Der BFH hat in einem Grundsatzurteil den insbesondere für den Versandhandel typischen "Kauf auf Probe" umsatzsteuerlich eingeordnet:

 

Sachverhalt:

Ein in den USA ansässiges Unternehmen (U) handelte mit Damenfeinstrumpfhosen, die es über ein besonderes Vertriebssystem direkt an die Kunden in Deutschland verkaufte. U warb für ihre Produkte vorrangig in Zeitschriftenbeilagen, aber auch im Internet. Interessenten konnten durch Ausfüllen eines Formulars ein "Gratis-Exemplar" anfordern und damit für eine Anknüpfung der Geschäftsbeziehung sorgen (im Weiteren: Erstbestellung). In den Anzeigentexten hieß es: "WICHTIGER HINWEIS FÜR DIE NEUE INTERESSENTIN! Der S. . .  Liefer-Service ohne Kaufverpflichtung: Zusammen mit Ihrem GRATIS-Paar . . .  erhalten Sie zusätzlich zwei weitere Paare, die wir Ihnen zum attraktiven Einführungspreis von nur je 1,50 EUR (zzgl. Porto und Verpackungsanteil) anbieten! Wenn Sie sie nicht behalten möchten, schicken Sie sie einfach binnen 10 Tagen zurück – Sie schulden uns dann nicht das Geringste. Jedes Mal, wenn Sie von jetzt an S. . . .  kaufen, senden wir Ihnen vier weitere Paare (die Sie nur bei Gefallen behalten) zu einem besonders günstigen Preis."
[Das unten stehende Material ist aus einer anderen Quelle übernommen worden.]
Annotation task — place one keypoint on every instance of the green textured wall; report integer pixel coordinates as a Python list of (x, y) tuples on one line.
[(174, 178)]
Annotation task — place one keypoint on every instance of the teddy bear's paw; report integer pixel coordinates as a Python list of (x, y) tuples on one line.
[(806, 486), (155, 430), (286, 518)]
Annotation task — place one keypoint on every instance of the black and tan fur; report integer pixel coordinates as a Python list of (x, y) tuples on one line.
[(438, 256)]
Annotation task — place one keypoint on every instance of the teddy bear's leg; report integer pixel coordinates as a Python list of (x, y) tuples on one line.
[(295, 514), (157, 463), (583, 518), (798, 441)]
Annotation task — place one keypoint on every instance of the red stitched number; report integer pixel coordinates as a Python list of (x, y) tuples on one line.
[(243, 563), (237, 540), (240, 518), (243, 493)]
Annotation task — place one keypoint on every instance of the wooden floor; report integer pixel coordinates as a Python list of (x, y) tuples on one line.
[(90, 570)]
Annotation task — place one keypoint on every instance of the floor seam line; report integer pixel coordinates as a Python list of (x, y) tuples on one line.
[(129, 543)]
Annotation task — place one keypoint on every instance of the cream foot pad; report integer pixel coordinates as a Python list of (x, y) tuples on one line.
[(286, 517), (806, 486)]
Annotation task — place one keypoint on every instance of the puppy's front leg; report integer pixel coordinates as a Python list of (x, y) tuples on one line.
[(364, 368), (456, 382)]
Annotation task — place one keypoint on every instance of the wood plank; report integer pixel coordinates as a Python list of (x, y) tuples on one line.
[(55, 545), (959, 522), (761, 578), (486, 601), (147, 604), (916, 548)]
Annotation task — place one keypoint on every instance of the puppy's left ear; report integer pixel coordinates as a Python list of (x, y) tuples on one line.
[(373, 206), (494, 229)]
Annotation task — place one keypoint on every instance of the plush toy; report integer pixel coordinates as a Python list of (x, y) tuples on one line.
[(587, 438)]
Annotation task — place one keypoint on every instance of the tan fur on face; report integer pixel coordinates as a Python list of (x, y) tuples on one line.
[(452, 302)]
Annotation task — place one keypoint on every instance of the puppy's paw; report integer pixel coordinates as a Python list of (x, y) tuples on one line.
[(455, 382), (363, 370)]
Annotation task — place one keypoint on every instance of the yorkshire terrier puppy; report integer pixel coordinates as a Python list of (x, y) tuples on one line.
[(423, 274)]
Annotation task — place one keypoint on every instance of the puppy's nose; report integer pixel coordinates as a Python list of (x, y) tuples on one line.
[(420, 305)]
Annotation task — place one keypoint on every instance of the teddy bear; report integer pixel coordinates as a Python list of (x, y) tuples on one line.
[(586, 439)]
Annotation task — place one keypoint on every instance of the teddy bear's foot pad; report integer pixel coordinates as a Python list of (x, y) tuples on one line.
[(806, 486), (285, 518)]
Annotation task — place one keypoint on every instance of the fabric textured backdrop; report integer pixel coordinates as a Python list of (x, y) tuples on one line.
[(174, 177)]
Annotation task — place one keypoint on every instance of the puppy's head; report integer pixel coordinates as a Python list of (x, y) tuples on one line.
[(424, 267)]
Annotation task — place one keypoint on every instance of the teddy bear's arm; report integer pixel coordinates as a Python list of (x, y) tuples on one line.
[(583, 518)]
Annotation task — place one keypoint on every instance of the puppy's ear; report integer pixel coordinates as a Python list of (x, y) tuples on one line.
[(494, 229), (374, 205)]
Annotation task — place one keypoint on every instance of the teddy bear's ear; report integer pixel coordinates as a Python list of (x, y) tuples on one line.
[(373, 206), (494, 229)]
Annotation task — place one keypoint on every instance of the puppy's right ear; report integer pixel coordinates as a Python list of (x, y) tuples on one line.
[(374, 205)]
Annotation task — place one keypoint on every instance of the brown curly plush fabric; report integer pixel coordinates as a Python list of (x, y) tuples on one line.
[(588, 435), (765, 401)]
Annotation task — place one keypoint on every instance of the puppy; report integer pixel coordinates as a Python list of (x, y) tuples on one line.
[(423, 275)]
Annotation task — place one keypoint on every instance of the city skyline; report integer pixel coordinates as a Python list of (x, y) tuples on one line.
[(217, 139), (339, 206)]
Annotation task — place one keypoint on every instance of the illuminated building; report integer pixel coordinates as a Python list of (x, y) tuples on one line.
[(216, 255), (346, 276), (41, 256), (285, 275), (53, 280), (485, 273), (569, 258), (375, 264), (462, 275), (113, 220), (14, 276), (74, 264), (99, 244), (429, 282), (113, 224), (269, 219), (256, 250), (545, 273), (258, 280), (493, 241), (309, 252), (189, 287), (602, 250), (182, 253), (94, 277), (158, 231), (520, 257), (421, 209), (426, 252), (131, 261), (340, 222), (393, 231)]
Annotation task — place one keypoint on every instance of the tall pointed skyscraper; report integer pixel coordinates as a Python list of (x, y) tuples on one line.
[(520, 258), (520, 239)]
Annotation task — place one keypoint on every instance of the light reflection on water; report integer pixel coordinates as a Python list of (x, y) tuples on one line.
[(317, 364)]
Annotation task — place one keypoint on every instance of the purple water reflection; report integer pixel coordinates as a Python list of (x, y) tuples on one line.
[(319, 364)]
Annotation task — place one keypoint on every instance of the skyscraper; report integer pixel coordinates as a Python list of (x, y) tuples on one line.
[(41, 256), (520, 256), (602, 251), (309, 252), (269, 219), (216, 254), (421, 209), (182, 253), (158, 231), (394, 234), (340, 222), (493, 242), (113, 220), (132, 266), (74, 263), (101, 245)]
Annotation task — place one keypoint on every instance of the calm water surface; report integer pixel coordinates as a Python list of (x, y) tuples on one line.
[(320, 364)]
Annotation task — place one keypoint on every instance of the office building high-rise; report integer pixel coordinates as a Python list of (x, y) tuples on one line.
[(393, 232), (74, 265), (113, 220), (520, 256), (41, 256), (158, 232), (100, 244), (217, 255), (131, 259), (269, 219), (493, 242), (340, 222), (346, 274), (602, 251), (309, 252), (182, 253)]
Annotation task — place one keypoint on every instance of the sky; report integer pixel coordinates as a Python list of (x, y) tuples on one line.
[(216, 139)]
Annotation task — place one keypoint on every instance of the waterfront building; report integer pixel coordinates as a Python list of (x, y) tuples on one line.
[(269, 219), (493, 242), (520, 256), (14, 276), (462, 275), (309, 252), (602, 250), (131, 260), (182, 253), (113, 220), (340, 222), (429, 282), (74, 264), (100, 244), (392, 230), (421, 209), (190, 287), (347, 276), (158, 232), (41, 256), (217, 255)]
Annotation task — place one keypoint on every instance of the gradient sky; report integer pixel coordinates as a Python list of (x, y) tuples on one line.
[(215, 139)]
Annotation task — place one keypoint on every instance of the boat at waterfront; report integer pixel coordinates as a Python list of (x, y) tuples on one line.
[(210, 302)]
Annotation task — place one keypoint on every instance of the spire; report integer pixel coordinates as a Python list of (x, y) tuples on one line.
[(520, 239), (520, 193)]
Hatten Kunden die Erstbestellung aufgegeben, leitete eine "Anlaufadresse" in Deutschland das Bestellformular weiter an U in die USA. U fügte entsprechend den Angaben im ersten Formular dem Gratis-Exemplar zwei weitere Paare bei, welche die Interessenten bei Gefallen erwerben konnten. In dem mit der Warensendung darüber hinaus ebenfalls verschickten zweiten Formularsatz stellte U entsprechend der Ankündigung bei der ersten Bestellung nunmehr in Aussicht, nach Bezahlung der jetzt übersandten Ware automatisch vier weitere Paare – zunächst wiederum "zur Ansicht" – zu liefern. Im Abschnitt "Bestell-Änderung" hieß es dann: "UNSER KAUF-OHNE-RISIKO-ANGEBOT: Nachdem wir Ihren Zahlungseingang bzgl. unserer Rechnung über die Strumpfwaren festgestellt haben, werden wir Ihnen die gleiche Lieferung noch einmal senden. . . .  Sollte eine Lieferung einmal nicht zu Ihrer Zufriedenheit ausfallen, können Sie diese vor Ablauf der Zahlungsfrist zurücksenden." U "wird dann auf weitere Forderungen verzichten, und es sind keine weiteren Verpflichtungen für Sie damit verbunden". Die Lieferung künftiger Warensendungen – vier weitere Paare wie angekündigt – erfolgte in der nämlichen Weise.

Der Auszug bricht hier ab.